Beautiful and brainless, Malcolm had said of her, and perhaps he was right. Tall and thin, she moved with natural style and madecheap clothes look expensive: I knew they were cheap because she had a habit of saying where they’d come from and how much she’d paid for them, inviting admiration of her thriftiness. Donald always tried to shut her up.
‘Do tell us where to watch the races from,’ she said.
‘We’re not here for that,’ Donald said.
‘No, dear, we’re here because we need money now that the boys have started at Eton.’
‘No, dear,’ Donald said sharply.
‘But you know we can’t afford …’
‘Do be quiet, dear,’ Donald said.
‘Eton costs a bomb,’ I said mildly, knowing that Donald’s income would hardly stretch to one son there, let alone two. Donald had twin boys, which seemed to run in the family.
‘Of course it does,’ Helen said, ‘but Donald puts such store by it. “My sons are at Eton,” that sort of thing. Gives him standing with the people he deals with in the golf dub.’
‘Helen, dear, do be quiet.’ Donald’s embarrassment showed, but she was undoubtedly right.
‘We thought Donald might have inherited before the boys reached thirteen,’ she said intensely. ‘As he hasn’t, we’re borrowing every penny we can to pay the fees, the same as we borrowed for the prep school and a lot of other things. But we’ve borrowed against Donald’s expectations… so you see it’s essential for us that there really is plenty to inherit, as there are so many people to share it with. We’ll be literally bankrupt if Malcolm throws too much away… and I don’t think Donald could face it.’
I opened my mouth to answer her but no sound came out. I felt as if I’d been thrust into a farce over which I had no control.
Walking purposefully to join us came Serena, Ferdinand and Debs.
Six
‘Stay right here,’ I said to all of them. ‘I have to go into the weighing-room to deal with a technicality. Stay right here until I come out.’
They nodded with various frowns, and I dived into privacy in a desperate search for a sheet of paper and an envelope.
I wrote to Malcolm:
Half the family have turned up here, sent by Joyce. For God’s sake stay where you are, keep out of sight and wait
until I come to fetch you.
I stuck the note into the envelope, wrote Malcolm’s name on the outside, and sought out an official who had enough rank to send someone to deliver it.
‘My father is lunching in the Directors’ dining-room,’ I said. ‘And it’s essential that he gets this note immediately.’
The official was obliging. He was going up to the Stewards’ room anyway, he said, and he would take it himself.

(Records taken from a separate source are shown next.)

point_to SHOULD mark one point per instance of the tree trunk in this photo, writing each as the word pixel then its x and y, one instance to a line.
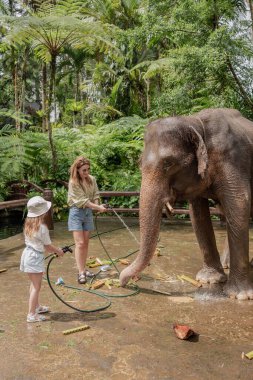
pixel 251 16
pixel 50 98
pixel 44 98
pixel 16 96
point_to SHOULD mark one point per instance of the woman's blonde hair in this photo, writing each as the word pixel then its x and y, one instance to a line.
pixel 32 225
pixel 77 164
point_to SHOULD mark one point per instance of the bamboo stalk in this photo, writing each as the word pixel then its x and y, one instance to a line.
pixel 77 329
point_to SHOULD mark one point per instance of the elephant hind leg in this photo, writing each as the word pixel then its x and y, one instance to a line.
pixel 225 257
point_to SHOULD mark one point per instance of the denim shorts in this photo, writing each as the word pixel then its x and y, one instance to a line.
pixel 80 219
pixel 32 261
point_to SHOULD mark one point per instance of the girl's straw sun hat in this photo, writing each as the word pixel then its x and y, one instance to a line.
pixel 37 206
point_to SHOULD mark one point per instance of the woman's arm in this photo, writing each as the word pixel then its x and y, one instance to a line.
pixel 95 207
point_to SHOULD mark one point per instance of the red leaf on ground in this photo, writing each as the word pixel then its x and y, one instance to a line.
pixel 183 331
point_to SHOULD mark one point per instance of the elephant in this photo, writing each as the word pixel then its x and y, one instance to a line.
pixel 208 155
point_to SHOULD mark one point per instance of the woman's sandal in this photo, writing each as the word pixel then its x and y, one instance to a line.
pixel 81 278
pixel 31 318
pixel 41 309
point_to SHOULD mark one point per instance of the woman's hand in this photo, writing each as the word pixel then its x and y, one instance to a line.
pixel 102 208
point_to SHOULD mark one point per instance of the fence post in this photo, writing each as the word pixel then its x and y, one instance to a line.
pixel 48 196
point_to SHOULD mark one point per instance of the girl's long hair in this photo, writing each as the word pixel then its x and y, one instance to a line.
pixel 32 225
pixel 77 164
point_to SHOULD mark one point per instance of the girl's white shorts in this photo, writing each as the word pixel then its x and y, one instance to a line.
pixel 32 261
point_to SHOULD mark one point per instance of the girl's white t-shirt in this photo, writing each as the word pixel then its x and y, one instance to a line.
pixel 39 239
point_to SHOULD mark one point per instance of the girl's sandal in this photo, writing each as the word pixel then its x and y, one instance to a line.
pixel 89 274
pixel 31 318
pixel 42 309
pixel 81 278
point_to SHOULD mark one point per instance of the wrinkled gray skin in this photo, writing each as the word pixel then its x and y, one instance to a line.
pixel 207 155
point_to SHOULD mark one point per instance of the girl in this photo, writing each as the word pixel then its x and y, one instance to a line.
pixel 83 197
pixel 37 240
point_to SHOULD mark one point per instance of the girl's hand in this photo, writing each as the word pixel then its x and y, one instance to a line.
pixel 59 252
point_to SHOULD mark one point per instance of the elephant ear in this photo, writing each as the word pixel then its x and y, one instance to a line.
pixel 201 151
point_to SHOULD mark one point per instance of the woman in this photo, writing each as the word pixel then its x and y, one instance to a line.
pixel 83 197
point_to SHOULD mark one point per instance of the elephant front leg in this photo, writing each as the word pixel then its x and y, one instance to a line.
pixel 212 271
pixel 237 216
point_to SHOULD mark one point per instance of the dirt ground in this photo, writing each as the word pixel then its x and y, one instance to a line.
pixel 134 337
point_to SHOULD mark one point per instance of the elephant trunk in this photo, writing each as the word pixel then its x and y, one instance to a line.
pixel 151 204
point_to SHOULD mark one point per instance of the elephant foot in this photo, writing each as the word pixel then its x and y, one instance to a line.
pixel 225 260
pixel 210 275
pixel 126 275
pixel 242 290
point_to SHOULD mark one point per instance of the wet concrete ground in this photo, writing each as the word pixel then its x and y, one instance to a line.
pixel 133 338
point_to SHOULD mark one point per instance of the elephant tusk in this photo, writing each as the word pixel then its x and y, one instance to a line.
pixel 169 207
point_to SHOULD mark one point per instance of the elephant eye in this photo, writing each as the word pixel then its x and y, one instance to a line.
pixel 168 165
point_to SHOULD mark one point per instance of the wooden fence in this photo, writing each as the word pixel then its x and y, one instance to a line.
pixel 105 196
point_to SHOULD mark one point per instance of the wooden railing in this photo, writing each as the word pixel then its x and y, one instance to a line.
pixel 105 196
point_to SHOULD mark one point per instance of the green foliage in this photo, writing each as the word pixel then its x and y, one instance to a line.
pixel 108 67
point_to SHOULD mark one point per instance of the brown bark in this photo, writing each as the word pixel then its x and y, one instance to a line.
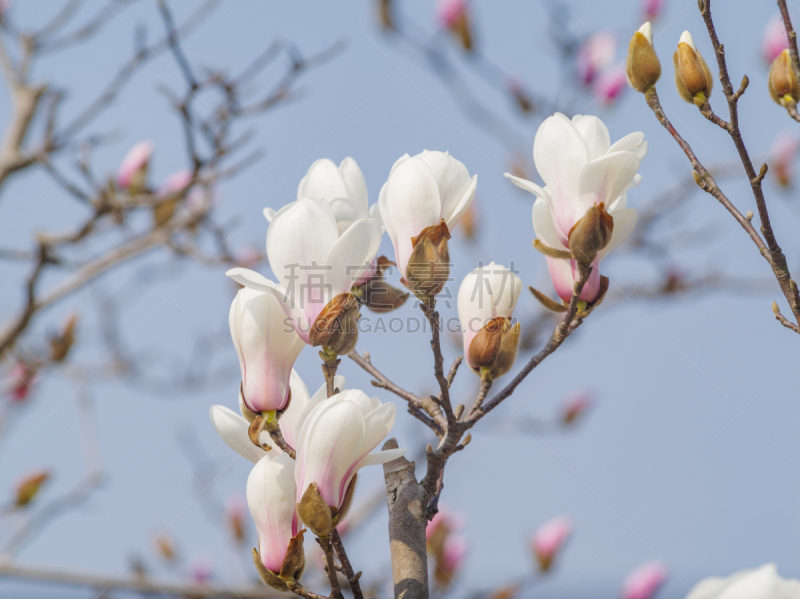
pixel 407 501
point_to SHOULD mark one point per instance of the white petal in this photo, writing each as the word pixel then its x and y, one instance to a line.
pixel 232 429
pixel 594 133
pixel 605 178
pixel 354 179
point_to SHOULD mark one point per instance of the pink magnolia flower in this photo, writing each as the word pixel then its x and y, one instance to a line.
pixel 19 382
pixel 549 539
pixel 271 498
pixel 783 154
pixel 266 348
pixel 652 9
pixel 774 40
pixel 575 405
pixel 581 169
pixel 610 84
pixel 134 166
pixel 594 55
pixel 335 441
pixel 644 581
pixel 449 12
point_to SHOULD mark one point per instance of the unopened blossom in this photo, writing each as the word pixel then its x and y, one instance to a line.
pixel 486 301
pixel 233 429
pixel 610 84
pixel 267 349
pixel 581 170
pixel 19 382
pixel 758 583
pixel 422 191
pixel 271 499
pixel 345 189
pixel 644 581
pixel 335 442
pixel 575 406
pixel 774 40
pixel 782 158
pixel 454 15
pixel 652 9
pixel 312 261
pixel 133 168
pixel 549 540
pixel 452 559
pixel 594 55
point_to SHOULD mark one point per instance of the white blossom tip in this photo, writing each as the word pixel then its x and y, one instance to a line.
pixel 647 31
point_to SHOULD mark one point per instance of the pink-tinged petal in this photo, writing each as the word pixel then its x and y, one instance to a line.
pixel 644 582
pixel 135 161
pixel 271 498
pixel 560 153
pixel 652 9
pixel 774 39
pixel 610 84
pixel 595 54
pixel 448 12
pixel 550 538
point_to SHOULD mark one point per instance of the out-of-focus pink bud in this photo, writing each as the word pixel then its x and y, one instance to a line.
pixel 454 14
pixel 176 182
pixel 549 539
pixel 783 154
pixel 455 550
pixel 19 382
pixel 652 9
pixel 610 84
pixel 575 406
pixel 774 40
pixel 594 55
pixel 644 581
pixel 133 168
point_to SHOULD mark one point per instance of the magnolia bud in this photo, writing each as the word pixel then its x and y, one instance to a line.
pixel 61 343
pixel 381 297
pixel 494 348
pixel 591 234
pixel 336 327
pixel 782 82
pixel 314 512
pixel 429 265
pixel 692 77
pixel 643 67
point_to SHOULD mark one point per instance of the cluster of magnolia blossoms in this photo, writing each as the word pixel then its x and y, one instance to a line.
pixel 581 213
pixel 322 249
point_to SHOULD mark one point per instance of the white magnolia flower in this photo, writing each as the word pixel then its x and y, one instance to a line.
pixel 487 292
pixel 232 428
pixel 311 260
pixel 760 583
pixel 335 441
pixel 581 168
pixel 421 191
pixel 270 497
pixel 267 348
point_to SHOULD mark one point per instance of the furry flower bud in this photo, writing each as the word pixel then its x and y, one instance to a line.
pixel 692 76
pixel 783 85
pixel 591 234
pixel 642 67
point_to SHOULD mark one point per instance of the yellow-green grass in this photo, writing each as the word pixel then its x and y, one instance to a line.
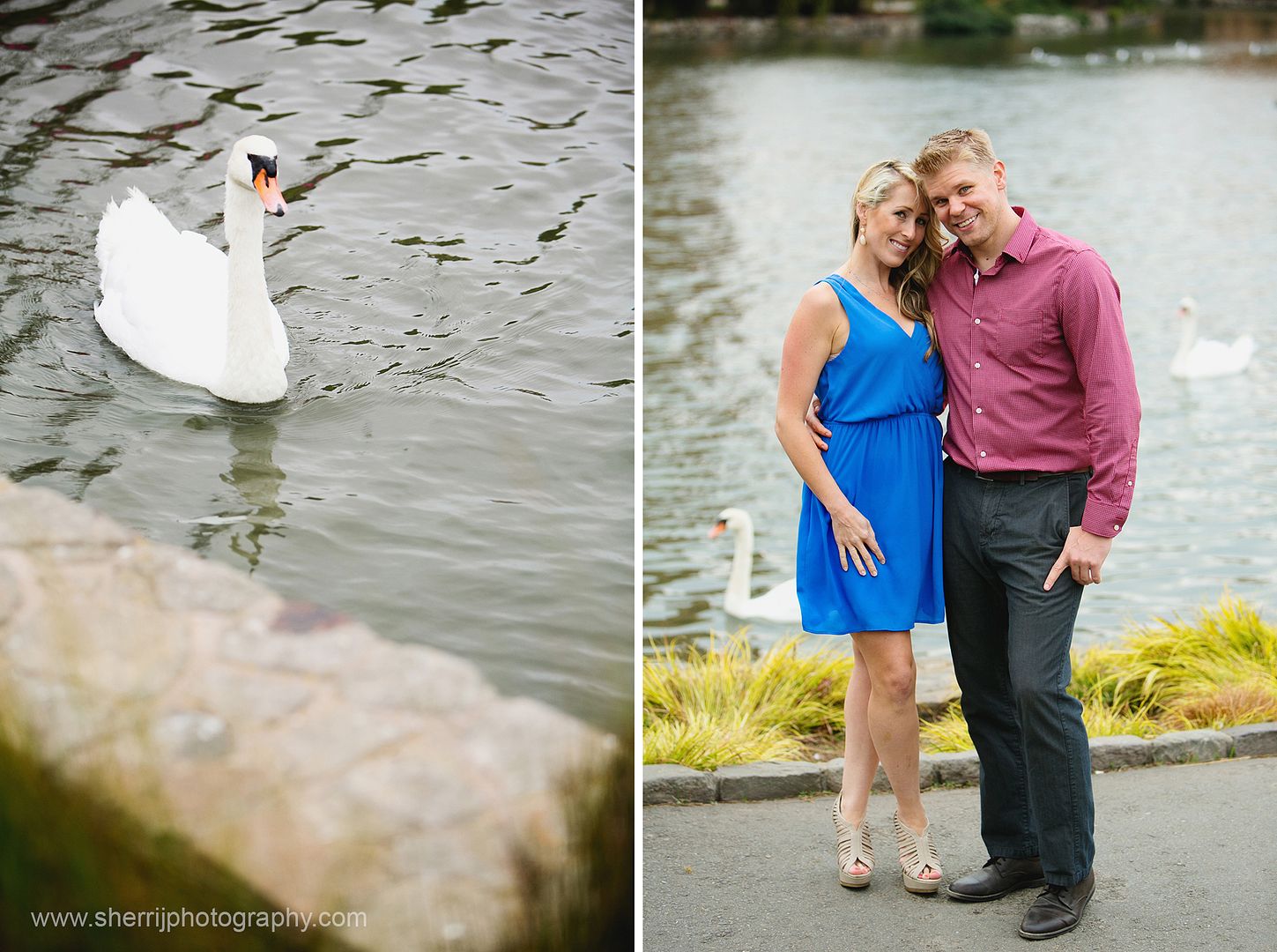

With gratitude and only a minor lessening of despair — because it would be just like Malcolm to come down contrarily to confront the whole bunch — I went out again into the sunlight and found the five of them still faithfully waiting exactly where I’d left them.

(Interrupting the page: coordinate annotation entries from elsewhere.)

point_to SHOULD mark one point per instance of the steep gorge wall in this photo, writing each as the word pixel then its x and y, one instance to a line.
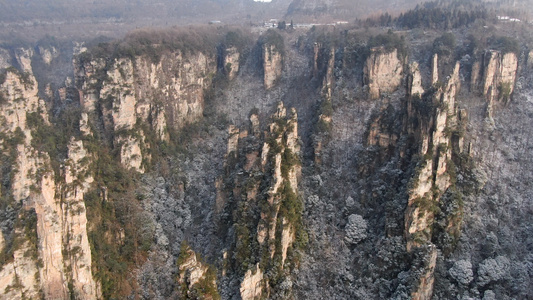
pixel 166 95
pixel 44 273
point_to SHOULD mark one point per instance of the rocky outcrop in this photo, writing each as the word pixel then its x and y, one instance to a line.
pixel 60 226
pixel 48 54
pixel 328 83
pixel 435 69
pixel 197 280
pixel 262 174
pixel 77 181
pixel 166 94
pixel 23 58
pixel 252 284
pixel 382 72
pixel 231 62
pixel 426 280
pixel 33 185
pixel 272 64
pixel 499 75
pixel 414 81
pixel 431 178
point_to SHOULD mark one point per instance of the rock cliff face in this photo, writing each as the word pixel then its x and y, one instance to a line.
pixel 58 228
pixel 196 279
pixel 382 72
pixel 263 173
pixel 272 64
pixel 78 179
pixel 167 95
pixel 231 62
pixel 278 192
pixel 432 178
pixel 499 75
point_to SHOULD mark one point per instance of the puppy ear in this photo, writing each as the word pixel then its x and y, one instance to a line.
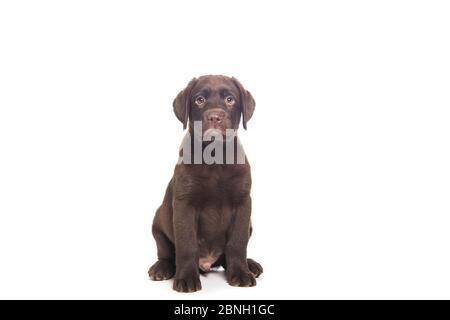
pixel 247 103
pixel 182 103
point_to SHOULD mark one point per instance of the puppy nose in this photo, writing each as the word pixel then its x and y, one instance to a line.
pixel 215 115
pixel 214 118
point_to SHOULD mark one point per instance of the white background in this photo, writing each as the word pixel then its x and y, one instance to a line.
pixel 349 143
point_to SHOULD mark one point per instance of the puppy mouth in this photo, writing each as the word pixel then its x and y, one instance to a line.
pixel 211 132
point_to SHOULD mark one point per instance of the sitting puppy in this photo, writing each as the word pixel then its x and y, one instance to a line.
pixel 204 220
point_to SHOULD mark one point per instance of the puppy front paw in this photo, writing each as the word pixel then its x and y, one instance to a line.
pixel 187 284
pixel 161 270
pixel 254 267
pixel 242 278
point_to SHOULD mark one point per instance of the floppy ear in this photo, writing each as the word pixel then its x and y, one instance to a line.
pixel 247 103
pixel 182 103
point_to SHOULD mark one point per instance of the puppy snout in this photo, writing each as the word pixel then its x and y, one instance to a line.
pixel 215 116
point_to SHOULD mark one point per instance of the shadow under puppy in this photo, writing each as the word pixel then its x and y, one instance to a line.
pixel 204 220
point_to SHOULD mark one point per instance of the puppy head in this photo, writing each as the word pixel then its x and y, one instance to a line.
pixel 216 101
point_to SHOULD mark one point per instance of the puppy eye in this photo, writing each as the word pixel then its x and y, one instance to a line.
pixel 229 100
pixel 200 100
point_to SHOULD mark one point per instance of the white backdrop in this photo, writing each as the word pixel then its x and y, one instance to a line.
pixel 349 143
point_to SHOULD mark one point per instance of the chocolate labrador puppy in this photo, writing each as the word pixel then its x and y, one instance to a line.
pixel 204 220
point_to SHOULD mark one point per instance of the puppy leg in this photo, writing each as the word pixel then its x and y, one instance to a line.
pixel 164 268
pixel 187 277
pixel 253 266
pixel 237 270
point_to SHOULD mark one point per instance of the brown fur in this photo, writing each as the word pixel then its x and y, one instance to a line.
pixel 204 219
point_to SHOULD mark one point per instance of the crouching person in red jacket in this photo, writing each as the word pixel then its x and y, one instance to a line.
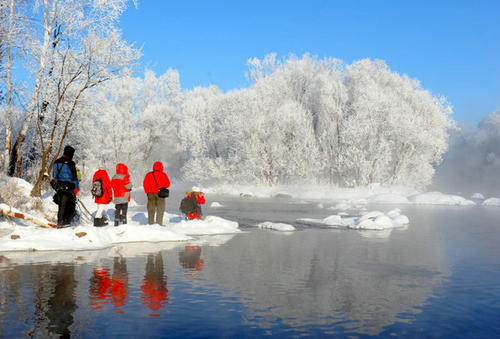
pixel 121 189
pixel 190 205
pixel 153 181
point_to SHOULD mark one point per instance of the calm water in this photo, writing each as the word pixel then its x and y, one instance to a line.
pixel 437 278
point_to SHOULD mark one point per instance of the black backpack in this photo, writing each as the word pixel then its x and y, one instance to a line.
pixel 187 205
pixel 97 188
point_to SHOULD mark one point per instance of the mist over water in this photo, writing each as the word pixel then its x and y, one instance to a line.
pixel 472 163
pixel 317 281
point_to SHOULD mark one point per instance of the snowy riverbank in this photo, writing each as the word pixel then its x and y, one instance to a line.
pixel 349 210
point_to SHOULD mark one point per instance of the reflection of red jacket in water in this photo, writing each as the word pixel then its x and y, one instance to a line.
pixel 200 199
pixel 154 286
pixel 100 285
pixel 104 289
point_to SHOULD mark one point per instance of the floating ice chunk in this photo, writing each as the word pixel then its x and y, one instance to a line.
pixel 491 202
pixel 334 220
pixel 477 196
pixel 277 226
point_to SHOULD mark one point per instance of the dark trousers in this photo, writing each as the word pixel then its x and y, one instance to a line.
pixel 156 208
pixel 66 211
pixel 121 213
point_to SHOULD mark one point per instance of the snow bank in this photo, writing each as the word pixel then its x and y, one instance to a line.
pixel 374 220
pixel 491 202
pixel 87 237
pixel 346 198
pixel 276 226
pixel 377 220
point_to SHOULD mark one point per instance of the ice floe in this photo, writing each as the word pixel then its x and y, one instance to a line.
pixel 277 226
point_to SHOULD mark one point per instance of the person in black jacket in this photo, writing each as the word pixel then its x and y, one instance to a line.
pixel 66 186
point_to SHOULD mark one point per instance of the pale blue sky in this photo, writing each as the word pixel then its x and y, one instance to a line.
pixel 452 47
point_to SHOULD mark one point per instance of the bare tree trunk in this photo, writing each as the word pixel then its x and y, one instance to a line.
pixel 16 152
pixel 37 188
pixel 8 66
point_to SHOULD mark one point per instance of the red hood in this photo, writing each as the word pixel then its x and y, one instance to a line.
pixel 121 169
pixel 158 166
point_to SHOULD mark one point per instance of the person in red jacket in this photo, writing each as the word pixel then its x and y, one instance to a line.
pixel 199 199
pixel 152 183
pixel 121 190
pixel 105 198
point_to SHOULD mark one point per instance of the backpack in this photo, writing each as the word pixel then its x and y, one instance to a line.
pixel 187 205
pixel 97 188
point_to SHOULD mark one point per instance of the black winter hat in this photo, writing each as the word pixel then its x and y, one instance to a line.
pixel 69 151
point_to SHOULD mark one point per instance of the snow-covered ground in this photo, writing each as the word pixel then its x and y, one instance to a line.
pixel 349 204
pixel 26 234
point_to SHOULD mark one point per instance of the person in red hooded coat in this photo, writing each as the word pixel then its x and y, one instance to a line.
pixel 121 190
pixel 105 198
pixel 152 183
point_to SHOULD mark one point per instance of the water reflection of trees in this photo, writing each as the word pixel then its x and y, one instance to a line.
pixel 310 278
pixel 154 285
pixel 62 302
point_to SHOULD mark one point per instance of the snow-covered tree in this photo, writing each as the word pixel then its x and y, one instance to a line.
pixel 81 50
pixel 395 131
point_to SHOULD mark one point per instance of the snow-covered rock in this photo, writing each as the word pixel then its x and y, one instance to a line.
pixel 276 226
pixel 374 220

‘I say,’ Debs said, half mocking, ‘you do look dashing in all that kit.’
Donald looked at her in surprise, and I had a vivid impression of his saying soon in his golf club, ‘My brother, the amateur’jockey…’, knowing that if I’d been a professional he would have hushed it up if he could. A real snob, Donald: but there were worse sins.
Debs, Ferdinand’s second wife, had come to the races in a black leather coat belted at the waist, with shoulder-length blond hair above and long black boots below. Her eyelids were purple, like her fingernails. The innocence I’d photographed in her a year ago was in danger of disappearing.

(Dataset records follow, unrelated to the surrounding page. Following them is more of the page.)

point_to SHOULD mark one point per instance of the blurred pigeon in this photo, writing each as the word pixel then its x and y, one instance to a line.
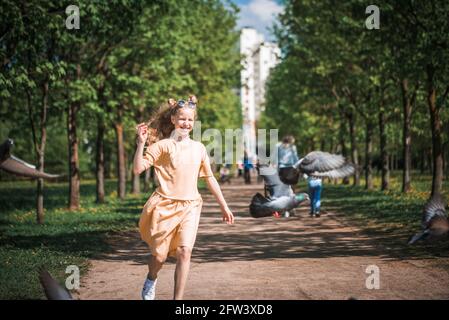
pixel 282 198
pixel 324 164
pixel 14 165
pixel 263 207
pixel 435 222
pixel 53 290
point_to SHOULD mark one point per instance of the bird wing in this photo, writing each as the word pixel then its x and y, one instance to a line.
pixel 19 167
pixel 275 186
pixel 319 161
pixel 344 171
pixel 434 208
pixel 53 290
pixel 324 164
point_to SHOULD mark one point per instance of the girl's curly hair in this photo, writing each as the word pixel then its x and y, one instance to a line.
pixel 160 125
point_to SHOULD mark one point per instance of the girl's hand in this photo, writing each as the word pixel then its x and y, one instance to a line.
pixel 228 216
pixel 142 133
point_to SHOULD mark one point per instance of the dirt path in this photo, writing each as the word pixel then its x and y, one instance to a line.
pixel 295 258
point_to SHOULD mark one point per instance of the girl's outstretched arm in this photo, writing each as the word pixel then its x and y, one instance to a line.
pixel 214 187
pixel 142 135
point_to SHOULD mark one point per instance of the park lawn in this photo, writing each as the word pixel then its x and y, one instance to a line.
pixel 66 238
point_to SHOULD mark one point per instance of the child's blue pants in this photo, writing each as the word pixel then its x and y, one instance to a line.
pixel 315 187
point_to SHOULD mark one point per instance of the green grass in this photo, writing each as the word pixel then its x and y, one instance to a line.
pixel 66 238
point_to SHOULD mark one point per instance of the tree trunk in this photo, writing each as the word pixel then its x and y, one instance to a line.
pixel 74 174
pixel 383 151
pixel 41 154
pixel 121 166
pixel 368 156
pixel 354 155
pixel 406 136
pixel 100 160
pixel 344 150
pixel 136 183
pixel 435 124
pixel 147 179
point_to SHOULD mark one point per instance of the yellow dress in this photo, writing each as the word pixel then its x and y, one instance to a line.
pixel 171 215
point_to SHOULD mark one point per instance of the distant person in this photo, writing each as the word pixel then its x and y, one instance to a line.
pixel 287 153
pixel 287 157
pixel 225 174
pixel 315 185
pixel 247 166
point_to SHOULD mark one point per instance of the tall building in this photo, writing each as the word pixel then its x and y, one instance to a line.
pixel 259 57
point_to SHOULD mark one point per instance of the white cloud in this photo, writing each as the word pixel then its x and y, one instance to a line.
pixel 259 14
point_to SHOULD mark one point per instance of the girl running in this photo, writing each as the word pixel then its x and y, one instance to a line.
pixel 170 218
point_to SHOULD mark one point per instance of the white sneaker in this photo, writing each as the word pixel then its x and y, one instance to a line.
pixel 149 289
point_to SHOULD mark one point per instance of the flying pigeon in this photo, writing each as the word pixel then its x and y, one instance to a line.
pixel 325 164
pixel 53 290
pixel 282 198
pixel 14 165
pixel 435 222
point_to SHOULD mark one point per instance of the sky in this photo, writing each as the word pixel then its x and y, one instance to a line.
pixel 259 14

Ferdinand, shorter than Debs and more like Malcolm than ever, appeared to be in his usual indecision over whether I was to be loved or hated. I smiled at him cheerfully and asked what sort of a journey he’d had.
‘A lot of traffic,’ he said lamely.
‘We didn’t come here to talk about traffic,’ Serena said forbiddingly. ‘We want to know where Daddy is.’
Malcolm’s little Serena, now taller than he, was dressed that day in royal blue with white frills at neck and wrists, a white woollen hat with a pompom on top covering her cap of fair hair. She looked a leggy sixteen, not ten years older. Her age showed only in the coldness of her manner towards me, which gave no sign of thawing.
In her high-pitched, girlish voice she said, ‘We want him to settle very substantial sums on us all right now. Then he can go to blazes with the rest.’